EQUIVALENTS AND SCOPE

[00216] In the claims articles such as “a,” “an,” and “the” may mean one or more than one unless indicated to the contrary or otherwise evident from the context. Claims or descriptions that include “or” between one or more members of a group are considered satisfied if one, more than one, or all of the group members are present in, employed in, or otherwise relevant to a given product or process unless indicated to the contrary or otherwise evident from the context. The disclosure includes embodiments in which exactly one member of the group is present in, employed in, or otherwise relevant to a given product or process. The disclosure includes embodiments in which more than one, or all of the group members are present in, employed in, or otherwise relevant to a given product or process.

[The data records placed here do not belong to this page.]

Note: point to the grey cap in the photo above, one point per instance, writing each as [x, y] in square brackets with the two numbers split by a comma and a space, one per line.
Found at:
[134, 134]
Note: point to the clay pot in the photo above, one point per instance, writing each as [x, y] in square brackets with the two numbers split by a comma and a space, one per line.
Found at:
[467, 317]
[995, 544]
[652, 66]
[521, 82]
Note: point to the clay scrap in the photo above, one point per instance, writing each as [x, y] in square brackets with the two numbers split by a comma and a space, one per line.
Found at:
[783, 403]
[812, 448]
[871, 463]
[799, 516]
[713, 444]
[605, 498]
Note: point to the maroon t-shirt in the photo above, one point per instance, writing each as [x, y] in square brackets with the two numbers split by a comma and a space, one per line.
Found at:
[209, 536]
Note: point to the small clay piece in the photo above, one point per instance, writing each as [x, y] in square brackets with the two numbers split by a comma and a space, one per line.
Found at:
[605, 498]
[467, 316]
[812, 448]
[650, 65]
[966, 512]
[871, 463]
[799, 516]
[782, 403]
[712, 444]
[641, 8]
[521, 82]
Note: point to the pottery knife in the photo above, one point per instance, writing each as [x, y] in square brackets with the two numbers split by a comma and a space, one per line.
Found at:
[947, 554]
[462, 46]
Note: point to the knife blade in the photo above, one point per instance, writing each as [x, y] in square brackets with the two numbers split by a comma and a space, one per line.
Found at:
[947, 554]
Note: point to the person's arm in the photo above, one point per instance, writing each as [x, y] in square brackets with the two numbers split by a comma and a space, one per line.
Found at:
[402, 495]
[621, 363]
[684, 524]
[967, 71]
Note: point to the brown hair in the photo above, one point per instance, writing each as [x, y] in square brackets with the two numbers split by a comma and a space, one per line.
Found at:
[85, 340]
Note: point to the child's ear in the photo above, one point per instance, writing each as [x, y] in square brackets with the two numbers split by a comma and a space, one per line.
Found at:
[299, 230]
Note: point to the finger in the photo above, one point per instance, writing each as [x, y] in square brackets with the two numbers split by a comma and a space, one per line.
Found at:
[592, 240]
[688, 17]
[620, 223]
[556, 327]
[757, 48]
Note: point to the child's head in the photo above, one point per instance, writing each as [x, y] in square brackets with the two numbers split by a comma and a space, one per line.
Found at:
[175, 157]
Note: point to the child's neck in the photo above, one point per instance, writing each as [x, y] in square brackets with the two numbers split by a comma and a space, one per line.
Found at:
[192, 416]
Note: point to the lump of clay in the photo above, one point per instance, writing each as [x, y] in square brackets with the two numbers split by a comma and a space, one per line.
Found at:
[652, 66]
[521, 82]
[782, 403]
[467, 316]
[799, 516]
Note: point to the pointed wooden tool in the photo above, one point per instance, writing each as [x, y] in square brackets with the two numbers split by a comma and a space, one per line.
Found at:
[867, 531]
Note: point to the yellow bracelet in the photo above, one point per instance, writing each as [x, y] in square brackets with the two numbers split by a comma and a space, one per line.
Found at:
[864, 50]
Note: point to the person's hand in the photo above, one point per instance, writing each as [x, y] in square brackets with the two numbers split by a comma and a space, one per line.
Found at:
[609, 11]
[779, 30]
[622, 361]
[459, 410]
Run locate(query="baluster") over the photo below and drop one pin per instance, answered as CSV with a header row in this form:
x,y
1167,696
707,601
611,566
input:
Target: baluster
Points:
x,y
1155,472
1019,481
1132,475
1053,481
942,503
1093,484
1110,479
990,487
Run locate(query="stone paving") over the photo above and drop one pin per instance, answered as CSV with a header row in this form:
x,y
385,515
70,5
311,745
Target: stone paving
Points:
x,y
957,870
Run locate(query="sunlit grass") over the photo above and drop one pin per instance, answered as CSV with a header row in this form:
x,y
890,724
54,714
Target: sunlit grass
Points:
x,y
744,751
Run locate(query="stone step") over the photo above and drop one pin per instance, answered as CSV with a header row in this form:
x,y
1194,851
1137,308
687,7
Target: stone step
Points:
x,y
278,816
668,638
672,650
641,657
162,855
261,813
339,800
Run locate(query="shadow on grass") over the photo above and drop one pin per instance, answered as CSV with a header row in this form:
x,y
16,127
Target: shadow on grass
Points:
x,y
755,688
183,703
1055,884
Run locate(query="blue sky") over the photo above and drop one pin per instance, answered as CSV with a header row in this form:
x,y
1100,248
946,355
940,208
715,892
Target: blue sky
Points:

[00217] Furthermore, the disclosure encompasses all variations, combinations, and permutations in which one or more limitations, elements, clauses, and descriptive terms from one or more of the listed claims is introduced into another claim. For example, any claim that is dependent on another claim can be modified to include one or more limitations found in any other claim that is dependent on the same base claim. Where elements are presented as lists, e.g., in Markush group format, each subgroup of the elements is also disclosed, and any element(s) can be removed from the group. It should it be understood that, in general, where the disclosure, or aspects described herein, is/are referred to as comprising particular elements and/or features, certain embodiments described herein or aspects described herein consist, or consist essentially of, such elements and/or features. For purposes of simplicity, those embodiments have not been specifically set forth in haec verba herein. It is also noted that the terms “comprising” and “containing” are intended to be open and permits the inclusion of additional elements or steps. Where ranges are given, endpoints are included. Furthermore, unless otherwise indicated or otherwise evident from the context and understanding of one of ordinary skill in the art, values that are expressed as ranges can assume any specific value or sub-range within the stated ranges in different embodiments described herein, to the tenth of the unit of the lower limit of the range, unless the context clearly dictates otherwise.

[00218] This application refers to various issued patents, published patent applications, journal articles, and other publications, all of which are incorporated herein by reference. If there is a conflict between any of the incorporated references and the instant specification, the specification shall control. In addition, any particular embodiment of the present disclosure that falls within the prior art may be explicitly excluded from any one or more of the claims. Because such embodiments are deemed to be known to one of ordinary skill in the art, they may be excluded even if the exclusion is not set forth explicitly herein. Any particular embodiment described herein can be excluded from any claim, for any reason, whether or not related to the existence of prior art.

[00219] Those skilled in the art will recognize or be able to ascertain using no more than routine experimentation many equivalents to the specific embodiments described herein. The scope of the present embodiments described herein is not intended to be limited to the above Description, but rather is as set forth in the appended claims. Those of ordinary skill in the art will appreciate that various changes and modifications to this description may be made without departing from the spirit or scope of the present disclosure, as defined in the following claims.